Venezuela’s economy is rooted in their oil and import based goods, when oil prices drop, so does wealth production and the economy. Venezuela is facing the worst economic crisis in its history and the lowest oil production – only 2.5 million barrels a day – in 23 years. A country can have a high amount of viable resources and still be poor. “According to OPEC’s 2015 figures, Venezuela has the most proven crude oil reserves in the world, with over 300 billion barrels. That puts it ahead of Saudi Arabia (266 billion barrels), Iran (158 billion barrels) and Iraq (142 billion barrels).” But since half of Venezuela’s revenue comes from oil, when the prices drop the GDP began to drop as well.
The economy dropping could have been handled, if the government could handle it.
Venezuela has not had much luck with presidents. Both Chavez and his successor Maduro have found ways to profit off the oil. The incredulous and unfathomable amounts of money generated through the drilling and production; are capable of making one go mad with grees. Mad enough to fire personnel and only focus on taking care of yourself and your friends; leaving your country and fellow citizens behind.
International Monetary Fund thinks is going to shrink 8 percent and have 720 percent inflation this year. Venezuela also holds the second highest murder rate in the world, and the “Chavista” regime is threatening to take out their corrupt president.
Press Secretary Sarah Huckabee Sanders said in a statement “In an effort to preserve itself, the Maduro dictatorship rewards and enriches corrupt officials in the government’s security apparatus by burdening future generations of Venezuelans with massively expensive debts”.

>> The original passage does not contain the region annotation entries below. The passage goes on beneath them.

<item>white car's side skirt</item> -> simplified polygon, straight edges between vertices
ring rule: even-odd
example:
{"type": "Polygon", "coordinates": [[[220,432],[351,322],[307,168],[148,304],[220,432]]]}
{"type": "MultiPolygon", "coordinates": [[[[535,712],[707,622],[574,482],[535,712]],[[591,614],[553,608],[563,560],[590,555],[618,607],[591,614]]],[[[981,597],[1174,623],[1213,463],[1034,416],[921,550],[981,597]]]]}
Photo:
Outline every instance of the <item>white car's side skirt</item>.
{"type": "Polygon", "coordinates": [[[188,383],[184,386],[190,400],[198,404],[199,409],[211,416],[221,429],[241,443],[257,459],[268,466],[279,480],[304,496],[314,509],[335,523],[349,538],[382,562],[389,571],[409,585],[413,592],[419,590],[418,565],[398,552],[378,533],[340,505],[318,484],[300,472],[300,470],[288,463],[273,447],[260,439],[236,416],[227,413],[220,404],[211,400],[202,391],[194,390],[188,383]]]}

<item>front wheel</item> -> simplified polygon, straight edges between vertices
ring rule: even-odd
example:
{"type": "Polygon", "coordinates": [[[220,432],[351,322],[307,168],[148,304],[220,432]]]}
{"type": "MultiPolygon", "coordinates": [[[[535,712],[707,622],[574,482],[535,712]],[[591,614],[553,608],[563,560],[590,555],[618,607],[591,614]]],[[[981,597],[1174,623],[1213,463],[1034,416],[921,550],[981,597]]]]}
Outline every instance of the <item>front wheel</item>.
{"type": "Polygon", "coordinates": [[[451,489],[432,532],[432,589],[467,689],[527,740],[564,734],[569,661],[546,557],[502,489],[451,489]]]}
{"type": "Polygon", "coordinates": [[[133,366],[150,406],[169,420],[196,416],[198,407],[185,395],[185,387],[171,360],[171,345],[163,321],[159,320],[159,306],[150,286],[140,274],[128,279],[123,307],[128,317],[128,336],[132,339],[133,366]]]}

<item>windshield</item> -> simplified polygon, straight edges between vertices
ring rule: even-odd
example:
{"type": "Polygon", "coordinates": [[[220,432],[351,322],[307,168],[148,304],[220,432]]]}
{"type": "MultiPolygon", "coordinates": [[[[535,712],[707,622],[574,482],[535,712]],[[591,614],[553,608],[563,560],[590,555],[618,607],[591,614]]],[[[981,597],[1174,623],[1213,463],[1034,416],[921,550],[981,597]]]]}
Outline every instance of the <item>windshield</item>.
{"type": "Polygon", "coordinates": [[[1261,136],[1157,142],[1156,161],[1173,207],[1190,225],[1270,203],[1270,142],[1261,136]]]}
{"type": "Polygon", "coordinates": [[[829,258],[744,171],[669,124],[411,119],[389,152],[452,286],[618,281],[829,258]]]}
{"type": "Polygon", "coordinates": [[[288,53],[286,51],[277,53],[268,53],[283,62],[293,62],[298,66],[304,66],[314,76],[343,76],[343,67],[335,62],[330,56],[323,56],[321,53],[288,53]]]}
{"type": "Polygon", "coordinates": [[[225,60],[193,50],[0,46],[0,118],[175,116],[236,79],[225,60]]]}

Other countries are aware of Venezuela’s corruption as well. America is not the only country to try and cut ties. America has banned trades with Venezuela and issued other sanctions like “A 30-day wind-down” period in which certain Venezuelan debt trades will be allowed. Exemptions will also be made for financing oil exports and imports and transactions involving PDVSA’s U.S. unit, Citgo, or its subsidiaries.”
These sanctions should help and see results in the future, but right now the people of Venezuela are angry. Rioting has been occurring for months, with the main ralying cry being the call for an exit of President Maduro. Molotov cocktails and rocks are thrown, stores are looted, law enforcement is involved and deaths occur. In May; after eight weeks of protesting, 56 were counted as dead. A recent survey found that as many as 70 per cent of Venezuelans want to see Mr Maduro removed from power as he increasingly relies on military support to cling onto power. Venezuela is supposed to see an election, but Maduro has turned the country into a dictatorship. And all his friends are leaving him. The ones he had in the courts system like Venezuela’s chief prosecutor Luisa Ortega Diáz, or in the military like former general Miguel Rodríguez Torres.
As Maduro’s power and ties fall apart, so does the country. It is hard to see what future Venezuela has. In order to thrive, the country must move past the entrapment of its current state and embrace a future that caters for its entire people, not just a select few.